And critically for small developing islands states like those in the Caribbean and the Pacific for whom climate change is an existential threat, Mr Trump has pulled the United States out of the Paris Climate agreement. He has simultaneously loosened regulations that were aimed at slowing the emission of greenhouse gases.

Against this backdrop, it is not surprising the first trip abroad by Canada’s new prime minister, Mark Carney, was to France and Britain to meet “reliable allies”. In the past, it would have been a quick hop across the border to meet the US president.

POSSIBILITY OF REMAKING

Herein lies the possibility of an opening for the remaking of the Commonwealth.
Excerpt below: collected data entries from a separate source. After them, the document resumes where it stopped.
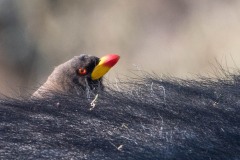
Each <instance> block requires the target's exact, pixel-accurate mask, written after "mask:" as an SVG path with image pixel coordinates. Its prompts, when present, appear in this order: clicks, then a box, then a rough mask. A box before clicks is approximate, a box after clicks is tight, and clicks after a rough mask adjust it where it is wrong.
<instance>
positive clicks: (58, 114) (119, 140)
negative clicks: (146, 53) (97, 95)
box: [0, 75, 240, 160]
mask: <svg viewBox="0 0 240 160" xmlns="http://www.w3.org/2000/svg"><path fill="white" fill-rule="evenodd" d="M150 77H152V78H150ZM114 88H115V89H114ZM113 89H114V90H113ZM86 97H88V96H86V95H82V96H81V97H80V96H77V95H73V94H72V95H69V94H68V95H63V94H56V95H55V96H54V97H52V98H45V99H39V100H37V99H36V100H26V99H18V100H16V99H9V98H5V99H2V100H1V102H0V114H1V116H0V159H106V160H107V159H109V160H110V159H137V160H139V159H144V160H146V159H184V160H187V159H194V160H195V159H202V160H206V159H224V160H225V159H232V160H237V159H240V78H239V76H238V75H228V77H226V78H225V79H218V80H212V79H202V80H201V81H194V80H172V79H159V78H157V77H154V76H151V75H147V76H145V77H142V78H137V79H135V80H131V82H127V83H123V82H119V83H118V84H112V85H111V84H109V85H107V88H106V91H105V92H102V93H100V94H99V96H98V98H97V100H96V101H95V102H94V103H95V104H96V106H95V107H93V106H91V105H90V104H91V102H92V100H93V99H94V97H91V96H90V99H89V98H86Z"/></svg>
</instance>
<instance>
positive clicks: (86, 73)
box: [78, 68, 87, 76]
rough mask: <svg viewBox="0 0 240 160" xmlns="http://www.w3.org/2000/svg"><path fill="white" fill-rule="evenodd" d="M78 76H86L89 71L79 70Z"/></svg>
mask: <svg viewBox="0 0 240 160" xmlns="http://www.w3.org/2000/svg"><path fill="white" fill-rule="evenodd" d="M78 74H79V75H81V76H84V75H86V74H87V70H86V69H85V68H79V69H78Z"/></svg>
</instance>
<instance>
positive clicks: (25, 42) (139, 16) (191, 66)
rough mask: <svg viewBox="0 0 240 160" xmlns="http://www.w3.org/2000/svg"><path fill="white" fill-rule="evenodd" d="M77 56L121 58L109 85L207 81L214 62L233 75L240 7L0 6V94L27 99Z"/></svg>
mask: <svg viewBox="0 0 240 160" xmlns="http://www.w3.org/2000/svg"><path fill="white" fill-rule="evenodd" d="M81 53H85V54H91V55H96V56H99V57H101V56H103V55H105V54H108V53H118V54H119V55H120V56H121V60H120V62H119V63H118V65H117V66H116V67H114V69H112V71H111V72H110V73H109V74H108V76H107V77H108V78H111V77H114V76H118V77H119V76H121V75H124V76H126V75H128V74H130V72H129V71H130V70H132V69H141V70H144V71H149V72H152V71H153V72H155V73H158V74H159V75H161V74H170V75H174V76H177V77H182V78H185V77H192V76H193V75H194V76H195V75H196V74H203V75H206V74H209V73H211V72H212V71H213V66H216V62H217V61H218V62H220V64H222V65H223V66H225V67H228V68H231V67H234V68H237V67H239V66H240V1H239V0H201V1H197V0H35V1H33V0H0V92H1V93H5V94H7V95H9V94H12V93H14V94H25V93H26V90H28V92H31V90H34V89H35V88H36V87H37V86H39V85H40V84H41V83H43V82H44V81H45V80H46V78H47V76H48V75H49V74H50V73H51V72H52V70H53V68H54V66H57V65H58V64H60V63H62V62H64V61H66V60H68V59H70V58H72V57H73V56H74V55H79V54H81ZM124 76H123V77H124ZM29 89H30V91H29Z"/></svg>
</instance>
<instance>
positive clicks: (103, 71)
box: [91, 54, 120, 80]
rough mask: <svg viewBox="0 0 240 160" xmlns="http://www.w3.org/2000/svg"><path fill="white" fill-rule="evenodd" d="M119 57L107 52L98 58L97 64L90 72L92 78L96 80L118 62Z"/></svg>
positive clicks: (115, 55) (103, 74) (106, 72)
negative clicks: (100, 57) (93, 68)
mask: <svg viewBox="0 0 240 160" xmlns="http://www.w3.org/2000/svg"><path fill="white" fill-rule="evenodd" d="M119 58H120V56H118V55H116V54H109V55H106V56H104V57H102V58H100V61H99V63H98V65H97V66H96V67H95V68H94V69H93V72H92V74H91V78H92V80H97V79H99V78H101V77H102V76H104V75H105V74H106V73H107V72H108V71H109V70H110V69H111V68H112V67H113V66H114V65H115V64H116V63H117V62H118V60H119Z"/></svg>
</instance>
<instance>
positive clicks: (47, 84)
mask: <svg viewBox="0 0 240 160" xmlns="http://www.w3.org/2000/svg"><path fill="white" fill-rule="evenodd" d="M119 58H120V57H119V56H118V55H116V54H109V55H106V56H104V57H102V58H98V57H95V56H89V55H80V56H75V57H73V58H72V59H70V60H69V61H67V62H65V63H63V64H61V65H59V66H57V67H56V68H55V69H54V71H53V73H52V74H51V75H50V76H49V77H48V79H47V81H46V82H45V83H44V84H43V85H42V86H41V87H40V88H39V89H38V90H37V91H36V92H35V93H34V95H39V94H40V95H41V96H42V94H44V92H49V91H54V92H59V91H61V92H66V93H68V92H82V91H85V90H86V89H89V90H99V89H101V88H103V86H102V77H103V76H104V75H105V74H106V73H107V72H108V71H109V70H110V69H111V68H112V67H113V66H114V65H115V64H116V63H117V62H118V60H119Z"/></svg>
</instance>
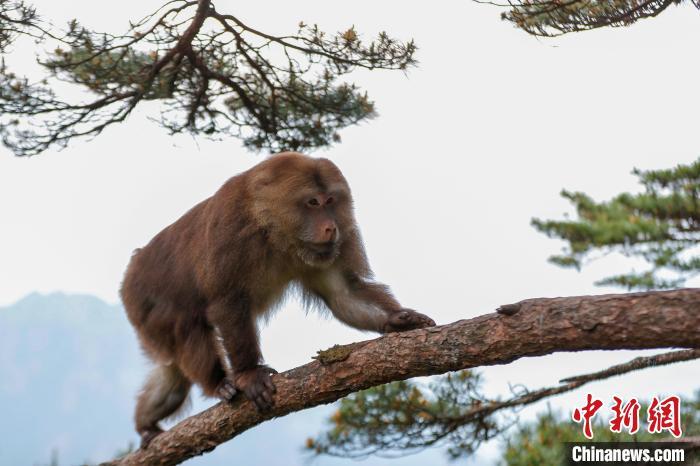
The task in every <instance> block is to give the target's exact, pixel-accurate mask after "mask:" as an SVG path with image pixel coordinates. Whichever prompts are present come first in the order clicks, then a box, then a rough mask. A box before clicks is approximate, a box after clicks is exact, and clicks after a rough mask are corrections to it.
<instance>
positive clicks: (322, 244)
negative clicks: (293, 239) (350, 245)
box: [297, 190, 346, 267]
mask: <svg viewBox="0 0 700 466" xmlns="http://www.w3.org/2000/svg"><path fill="white" fill-rule="evenodd" d="M344 197H345V196H344V194H343V193H342V192H341V190H333V191H330V192H322V191H317V192H307V193H306V195H304V196H301V197H300V198H299V202H298V207H297V208H298V209H299V211H300V215H299V221H300V222H299V229H298V235H297V239H298V240H299V247H298V249H297V254H298V255H299V257H300V258H301V260H302V261H304V263H306V264H307V265H310V266H314V267H324V266H328V265H330V264H332V263H333V262H334V261H335V259H336V258H337V257H338V255H339V254H340V245H341V242H342V234H343V233H344V232H343V231H341V228H340V225H339V223H340V221H339V220H341V218H342V216H341V215H338V210H342V209H343V208H344V207H343V203H345V202H346V200H345V199H344Z"/></svg>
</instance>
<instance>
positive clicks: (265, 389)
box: [235, 366, 277, 411]
mask: <svg viewBox="0 0 700 466" xmlns="http://www.w3.org/2000/svg"><path fill="white" fill-rule="evenodd" d="M276 373H277V371H276V370H274V369H273V368H271V367H267V366H257V367H256V368H254V369H249V370H247V371H243V372H240V373H238V374H236V375H235V386H236V388H237V389H239V390H240V391H242V392H243V393H245V396H246V397H247V398H248V399H249V400H251V401H252V402H253V403H255V406H257V408H258V410H260V411H267V410H268V409H270V408H272V405H274V404H275V400H274V399H273V398H272V395H273V394H274V393H275V392H276V391H277V389H276V388H275V384H274V383H272V377H270V375H271V374H276Z"/></svg>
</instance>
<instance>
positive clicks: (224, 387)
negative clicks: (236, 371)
mask: <svg viewBox="0 0 700 466" xmlns="http://www.w3.org/2000/svg"><path fill="white" fill-rule="evenodd" d="M237 393H238V390H236V387H235V386H234V385H233V382H232V381H230V380H229V379H228V378H226V377H225V378H224V379H223V380H222V381H221V382H220V383H219V386H218V387H216V394H217V395H218V396H219V398H221V400H222V401H231V400H233V397H234V396H236V394H237Z"/></svg>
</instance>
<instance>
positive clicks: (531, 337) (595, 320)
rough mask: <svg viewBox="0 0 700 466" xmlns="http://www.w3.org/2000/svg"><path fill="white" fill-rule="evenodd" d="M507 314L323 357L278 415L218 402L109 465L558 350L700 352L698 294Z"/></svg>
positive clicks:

Canada and Britain feel vulnerable by Mr Trump’s manoeuvrings over trade and the security blanket it provides to its NATO partners. Further, while they have not spoken too loudly, Australia and New Zealand are concerned about Mr Trump’s tariff threats and the price that he might demand for America’s security cover in the Asia/Pacific region.

The point is that the old Commonwealth, the dominions, feels vulnerable because of Donald Trump. They are now more likely to be open to a deeper, more substantive partnership with the new Commonwealth, though not along the British power-centric model that Mr Johnson appeared to have in mind.

Commerce between Commonwealth countries is unlikely to replace that between individual members and the USA. But there are probably opportunities to accelerate intra-Commonwealth trade, which is projected to surpass US$1 trillion in 2026, from US$854 billion in 2022.

Moreover, as Mr Johnson observed in his 2022 Telegraph article: “And the Commonwealth comprises over a quarter of the total membership of the United Nations: together we have the weight to exert global influence. In the past, the Commonwealth’s quietly effective diplomacy helped to hasten the end of apartheid in South Africa.”